The cure was not a simple one, not even for Jesus the miracle worker. This was no time for spectacle, for show. Jesus pulled the man aside to a private place. (It strikes me that the deaf man must have had little understanding of what was going on; he had to trust Jesus.) Imagine what it would feel like to have Jesus stick his fingers in your ears. Imagine what it would be like to have him take his spit and put it on your tongue.
Imagine what it would be like to have Jesus pray for you in the common Aramaic his very common people spoke, a prayer so deep that it comes out in a groaning command: “Ephphatha.” Open up!
When it comes to hearing Jesus, to really hearing what God has to say to us, we’re stopped up, too. The world is in our ears. We’re clogged with work, sport and school schedules, with plans, with worries, with diversions like television, Internet and video games. We’re so stopped up that we’re in danger of remaining deaf to God’s continuing call on our lives until the day we die.
This deafness also makes us spiritually mute. How can we declare what we have not recently heard?
On the day the deaf-mute man was healed, the people who witnessed the transformation remembered what the prophet Isaiah had said about the time to come, the time when all things would be set right, the time when God would return to his people and establish the kingdom that would save the world. “Then the eyes of the blind shall be opened, and the ears of the deaf unstopped; then the lame shall leap like a deer, and the tongue of the speechless sing for joy.” (Isaiah 35:5-6)

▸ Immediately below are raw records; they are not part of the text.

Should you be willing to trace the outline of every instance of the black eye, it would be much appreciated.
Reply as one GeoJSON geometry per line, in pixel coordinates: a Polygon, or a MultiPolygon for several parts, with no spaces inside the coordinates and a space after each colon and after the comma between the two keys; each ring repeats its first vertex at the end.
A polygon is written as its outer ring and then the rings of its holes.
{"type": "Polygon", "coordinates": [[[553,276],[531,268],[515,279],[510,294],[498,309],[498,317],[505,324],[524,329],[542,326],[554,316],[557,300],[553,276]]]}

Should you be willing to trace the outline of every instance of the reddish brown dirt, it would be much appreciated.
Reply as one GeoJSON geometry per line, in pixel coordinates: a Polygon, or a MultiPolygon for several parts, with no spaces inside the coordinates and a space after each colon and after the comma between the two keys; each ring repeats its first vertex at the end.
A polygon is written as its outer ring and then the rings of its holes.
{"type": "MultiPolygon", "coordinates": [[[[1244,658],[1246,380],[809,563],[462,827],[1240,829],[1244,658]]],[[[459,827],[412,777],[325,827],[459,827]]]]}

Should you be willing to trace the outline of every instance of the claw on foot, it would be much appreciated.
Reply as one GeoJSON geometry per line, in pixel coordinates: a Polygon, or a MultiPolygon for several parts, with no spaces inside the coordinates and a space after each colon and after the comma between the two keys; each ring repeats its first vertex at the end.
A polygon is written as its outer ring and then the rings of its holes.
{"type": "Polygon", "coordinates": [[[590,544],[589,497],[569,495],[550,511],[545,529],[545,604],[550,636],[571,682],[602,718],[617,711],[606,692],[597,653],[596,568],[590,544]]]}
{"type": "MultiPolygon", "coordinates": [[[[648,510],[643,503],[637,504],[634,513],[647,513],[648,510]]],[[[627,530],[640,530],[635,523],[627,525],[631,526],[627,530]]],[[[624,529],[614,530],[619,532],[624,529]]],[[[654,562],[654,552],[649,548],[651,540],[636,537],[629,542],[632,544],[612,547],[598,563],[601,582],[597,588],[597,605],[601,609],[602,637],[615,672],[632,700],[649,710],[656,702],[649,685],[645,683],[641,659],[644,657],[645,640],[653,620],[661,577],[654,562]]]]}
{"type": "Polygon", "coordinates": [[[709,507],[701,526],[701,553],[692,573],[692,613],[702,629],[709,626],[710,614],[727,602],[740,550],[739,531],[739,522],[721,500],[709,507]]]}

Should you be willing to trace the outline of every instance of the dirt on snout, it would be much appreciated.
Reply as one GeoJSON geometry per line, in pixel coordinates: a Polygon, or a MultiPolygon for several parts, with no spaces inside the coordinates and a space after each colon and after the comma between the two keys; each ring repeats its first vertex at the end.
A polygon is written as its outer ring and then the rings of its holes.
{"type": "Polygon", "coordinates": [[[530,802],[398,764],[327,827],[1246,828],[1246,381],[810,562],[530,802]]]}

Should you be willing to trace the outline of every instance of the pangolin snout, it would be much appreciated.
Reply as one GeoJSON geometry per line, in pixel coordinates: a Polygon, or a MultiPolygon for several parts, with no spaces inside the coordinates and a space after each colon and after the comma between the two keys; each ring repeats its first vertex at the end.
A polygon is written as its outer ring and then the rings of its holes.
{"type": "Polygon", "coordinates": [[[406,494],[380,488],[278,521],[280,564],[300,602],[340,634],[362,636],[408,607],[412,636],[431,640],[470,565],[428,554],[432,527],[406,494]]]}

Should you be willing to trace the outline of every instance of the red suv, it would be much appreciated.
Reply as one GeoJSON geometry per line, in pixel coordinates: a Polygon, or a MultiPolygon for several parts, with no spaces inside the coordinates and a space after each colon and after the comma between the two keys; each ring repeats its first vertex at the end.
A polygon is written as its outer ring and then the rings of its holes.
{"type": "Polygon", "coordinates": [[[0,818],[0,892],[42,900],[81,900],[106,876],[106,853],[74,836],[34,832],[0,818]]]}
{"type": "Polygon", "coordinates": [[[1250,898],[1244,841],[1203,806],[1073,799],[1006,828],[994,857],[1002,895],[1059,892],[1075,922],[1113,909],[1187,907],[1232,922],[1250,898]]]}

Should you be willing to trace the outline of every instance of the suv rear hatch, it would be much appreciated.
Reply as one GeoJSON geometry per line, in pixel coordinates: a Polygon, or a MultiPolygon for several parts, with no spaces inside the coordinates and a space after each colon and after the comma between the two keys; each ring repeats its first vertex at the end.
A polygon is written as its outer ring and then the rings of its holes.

And no one, not even Jesus, could keep them from proclaiming the signs they were seeing. (Was the deaf-mute man their keynote speaker as they ran about?) Their excitement was too great; they could not restrain themselves.
May we go to private places with Jesus long enough that our ears be unstopped. May we hear his message well. And may we declare the message of Jesus Christ as Lord and Savior with great excitement.